Lesson 7 | Best practice for designing your emails

This lesson looks at some of the best practices for creating emails.

HubSpot Video

 

In this lesson, we are going to look at the ways you should structure and design your email for maximum affect. 

 

1. Concise. Emails are not the place to ramble. Since emails can transmit virtually unlimited amounts of information, it's easy to go on tangents or try to include every bit of information you can in one single email. This is usually not the best approach. Instead, it's better to focus on making your emails as concise as possible; in other words, it's better to put as much information into as few words as possible.

Make your email reflective of the offer. If you are offering a blog subscription, then keep it very short, but if you are aiming to really sell in your product, go for a longer form email. We would only ever suggest 400 words maximum.

 

2. Intention-focused. Speaking of goals, your email should have one. If your email doesn't have a central intention, such as "to summarise the meeting and recap next steps," you shouldn't be sending one. Everything in your email needs to feed that central intention, and that central intention should be clear to everyone reading it.

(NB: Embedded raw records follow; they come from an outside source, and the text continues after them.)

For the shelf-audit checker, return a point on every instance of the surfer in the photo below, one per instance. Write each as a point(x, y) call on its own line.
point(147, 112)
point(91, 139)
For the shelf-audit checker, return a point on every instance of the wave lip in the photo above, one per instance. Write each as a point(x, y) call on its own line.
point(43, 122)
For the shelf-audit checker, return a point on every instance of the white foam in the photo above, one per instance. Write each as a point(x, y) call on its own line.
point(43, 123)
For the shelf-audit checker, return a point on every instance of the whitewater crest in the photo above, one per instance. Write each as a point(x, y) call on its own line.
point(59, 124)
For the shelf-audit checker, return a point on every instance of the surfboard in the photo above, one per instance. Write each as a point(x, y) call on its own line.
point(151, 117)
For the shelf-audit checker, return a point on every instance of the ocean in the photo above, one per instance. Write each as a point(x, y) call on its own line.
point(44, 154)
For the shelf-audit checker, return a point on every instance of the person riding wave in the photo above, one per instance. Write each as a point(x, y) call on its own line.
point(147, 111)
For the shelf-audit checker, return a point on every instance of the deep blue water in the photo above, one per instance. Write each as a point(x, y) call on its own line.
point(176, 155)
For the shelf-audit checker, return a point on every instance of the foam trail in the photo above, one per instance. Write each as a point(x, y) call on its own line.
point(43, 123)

In order to make your central intention evident, you need an effective, direct subject line. Writing one can be difficult, especially for long emails that need to cover a lot of ground, but without an immediate and clear subject line, your email could be overlooked or hard to find after a certain amount of time passes. Include information such as the client, the topic, or the due date (for a specific action item). Never use a subject line to write body copy.

 

3. Summarising. Your email, even if it’s cold, should have some sort of summary to start things off, unless it's a response to an email thread already in progress. In this summary, you should give context and background information before you delve into the matter at hand.

 

4. Well-organised. Your email needs to be organised logically. There is no single format that applies to every email, but every email needs to be well thought-out. Start your email by addressing your audience and move into a subject. 

 

5. Visually scannable. This is especially important, with attention spans at all-time lows and inbox counts reaching all-time highs. Even if your intended audience needs to read your email in full the first time around, your email should be visually "scannable" for repeat reads. Don't make your paragraphs too long (creating the dreaded wall-of-text), and try to make certain sections of content pop out with different formatting. For example, bullet points are an extremely effective way to organise and present a dedicated list, because they can be read quickly and easily. They stand out from the rest of the email and can be tackled one at a time.

 

6. Polite and tone-appropriate. Emails do have one potential drawback. Because they are written, and not expressed to the persona's face, this means that vocal tones and body language gestures are missed. This can lead to misinterpretation. In email, you have to be extra careful to make sure your words are taken correctly and appropriately by the receiving party.

 

7. Clear on action. The best emails have a clear action plan. If there isn't any action required by any of your readers, you probably didn't need to send an email in the first place. Especially in longer emails, it's easy for action items to get lost. Some email writers might casually mention them, buried in a sentence in the middle of the body, while others wouldn't call them out at all, assuming the action items are implied.

 

Why is maintaining the image-text ratio in emails important?

 

‘Image only’ emails go into SPAM

Spam filters block image-only emails. Spammers can hide secret links or content in the mail by sending image-heavy emails so that their content is not recognised and read by the spam filters. And so, any email with no healthy balance of text and images is sure to get rejected by the spam filters.

 

Images may be ‘turned off’ by viewers

Some users and email clients generally keep the images turned off at their end for security reasons. If the image is blocked, the email will appear to be either incomplete or completely blank. Such emails are likely to be ignored, marked as spam and even unsubscribed.

 

Images may take more time to load

When there are more images and less text in an email, the images may take more time to load depending on the browser and internet connection of the user, and hence may not convey the entire message of the email. Emails with images that take more time to load have lesser click-through rates and conversion rates.

 

How to make sure your email gets delivered?

 

Email marketers need to bear in mind the following points while planning an email campaign:

  • 80% of the email should be text.
  • Images should cover only 20% of the email.
  • The images should compulsorily have alternate text (alt tags).
  • Avoid the concept of ‘one image will serve the purpose' of the email. 
  • Test your email well and see how it appears for different clients.